The Australian share market may have raced higher on Monday, but the same cannot be said for the BINGO Industries Ltd (ASX: BIN) share price.
The waste management company's shares finished the day almost 3.5% lower at $2.61.
Why did the BINGO share price tumble lower today?
Investors were hitting the sell button in a panic today after analysts at Goldman Sachs removed its shares from their conviction list and downgraded them to a neutral rating.
According to the note, the broker has downgraded BINGO's shares to a neutral rating with an improved price target of $2.80. It made the move on valuation grounds following a very strong share price rise over the last few months.
Goldman points out that BINGO "has outperformed the All Ordinaries Index by 71% since we reinstated our Buy rating (on CL) on March 26, 2019. The share price has risen 75% in this period vs the ASX All Ordinaries Index up 11%."
It is worth noting that this is strictly a valuation call and Goldman remains positive on the company's prospects.

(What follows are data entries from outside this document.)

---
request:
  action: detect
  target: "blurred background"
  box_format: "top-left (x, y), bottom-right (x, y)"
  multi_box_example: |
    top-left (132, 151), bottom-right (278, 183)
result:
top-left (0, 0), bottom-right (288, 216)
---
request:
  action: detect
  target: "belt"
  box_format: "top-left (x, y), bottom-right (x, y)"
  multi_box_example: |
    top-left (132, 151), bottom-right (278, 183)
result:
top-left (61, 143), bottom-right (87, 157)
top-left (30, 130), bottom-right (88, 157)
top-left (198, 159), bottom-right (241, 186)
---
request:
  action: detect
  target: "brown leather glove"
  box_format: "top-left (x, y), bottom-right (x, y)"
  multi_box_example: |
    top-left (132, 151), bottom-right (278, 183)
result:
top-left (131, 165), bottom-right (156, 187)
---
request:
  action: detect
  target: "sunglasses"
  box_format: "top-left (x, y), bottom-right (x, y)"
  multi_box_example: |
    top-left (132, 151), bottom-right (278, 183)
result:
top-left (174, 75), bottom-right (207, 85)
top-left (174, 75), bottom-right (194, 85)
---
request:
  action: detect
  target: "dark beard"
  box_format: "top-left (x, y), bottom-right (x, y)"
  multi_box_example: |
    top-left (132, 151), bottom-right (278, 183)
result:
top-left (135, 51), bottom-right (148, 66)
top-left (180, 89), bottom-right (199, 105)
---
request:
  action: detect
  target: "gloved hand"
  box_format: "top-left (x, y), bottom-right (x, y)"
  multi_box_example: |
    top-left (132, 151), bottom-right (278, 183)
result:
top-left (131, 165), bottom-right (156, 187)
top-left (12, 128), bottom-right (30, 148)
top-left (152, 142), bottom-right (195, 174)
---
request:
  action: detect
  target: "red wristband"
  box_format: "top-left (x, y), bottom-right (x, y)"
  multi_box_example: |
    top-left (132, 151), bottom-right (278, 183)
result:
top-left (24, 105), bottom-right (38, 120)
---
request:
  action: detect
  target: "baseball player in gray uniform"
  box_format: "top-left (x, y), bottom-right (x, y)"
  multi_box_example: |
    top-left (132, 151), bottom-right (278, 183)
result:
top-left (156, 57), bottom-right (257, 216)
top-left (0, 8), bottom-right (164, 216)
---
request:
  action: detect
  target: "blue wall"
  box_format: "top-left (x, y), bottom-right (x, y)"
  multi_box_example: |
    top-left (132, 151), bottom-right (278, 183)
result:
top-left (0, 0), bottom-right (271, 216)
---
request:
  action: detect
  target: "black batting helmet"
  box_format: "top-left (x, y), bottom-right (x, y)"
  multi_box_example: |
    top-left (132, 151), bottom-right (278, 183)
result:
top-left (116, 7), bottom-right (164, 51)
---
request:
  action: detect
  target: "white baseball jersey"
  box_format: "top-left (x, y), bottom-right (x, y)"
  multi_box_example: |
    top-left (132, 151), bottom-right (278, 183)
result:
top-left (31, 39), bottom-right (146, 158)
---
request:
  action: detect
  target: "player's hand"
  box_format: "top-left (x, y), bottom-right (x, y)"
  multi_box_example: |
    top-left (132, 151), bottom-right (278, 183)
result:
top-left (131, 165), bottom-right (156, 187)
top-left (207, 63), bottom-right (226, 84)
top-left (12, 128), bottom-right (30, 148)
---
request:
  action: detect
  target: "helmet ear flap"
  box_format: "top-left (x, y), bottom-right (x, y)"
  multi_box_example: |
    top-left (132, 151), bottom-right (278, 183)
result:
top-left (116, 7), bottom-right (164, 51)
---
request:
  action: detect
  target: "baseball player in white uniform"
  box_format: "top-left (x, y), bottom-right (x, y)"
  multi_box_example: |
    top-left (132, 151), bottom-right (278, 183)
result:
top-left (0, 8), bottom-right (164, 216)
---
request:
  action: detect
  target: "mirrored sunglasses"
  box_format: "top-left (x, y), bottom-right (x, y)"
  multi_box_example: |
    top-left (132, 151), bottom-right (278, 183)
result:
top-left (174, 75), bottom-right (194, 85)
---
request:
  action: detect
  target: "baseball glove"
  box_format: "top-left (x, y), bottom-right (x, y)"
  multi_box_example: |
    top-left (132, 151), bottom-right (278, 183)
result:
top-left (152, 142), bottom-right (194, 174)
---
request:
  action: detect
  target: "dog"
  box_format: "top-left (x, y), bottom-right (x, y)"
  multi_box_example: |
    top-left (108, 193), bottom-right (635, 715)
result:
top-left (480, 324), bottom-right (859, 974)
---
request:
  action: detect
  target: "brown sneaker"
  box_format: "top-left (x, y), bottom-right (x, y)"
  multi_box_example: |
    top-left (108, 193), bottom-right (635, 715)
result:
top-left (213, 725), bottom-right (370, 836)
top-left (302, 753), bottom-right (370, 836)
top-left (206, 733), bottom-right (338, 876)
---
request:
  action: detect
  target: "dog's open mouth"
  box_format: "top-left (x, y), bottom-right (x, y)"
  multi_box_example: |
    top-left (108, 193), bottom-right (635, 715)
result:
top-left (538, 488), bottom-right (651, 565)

It explained: "We remain positive on the company's strategy to grow its B&D operations across Australia, to play a key role in driving greater sustainability and to increase its exposure to less cyclical C&I waste, and on the overall medium term industry outlook."
It also notes that BINGO "is well placed to benefit from: recent industry consolidation and its strong position in the Building and Demolition (B&D) waste market; synergies with Dial-a-Dump Industries (DADI); structural changes in the market following the Queensland levy implementation."
But with its shares now trading at 24x estimated FY 2020 earnings, its analysts believe they are fully valued.
BINGO wasn't the only company removed from its conviction list this morning. Goldman Sachs also took Telstra Corporation Ltd (ASX: TLS) off its list this morning for similar reasons. However, it has retained its buy rating and increased the price target on them to $4.20.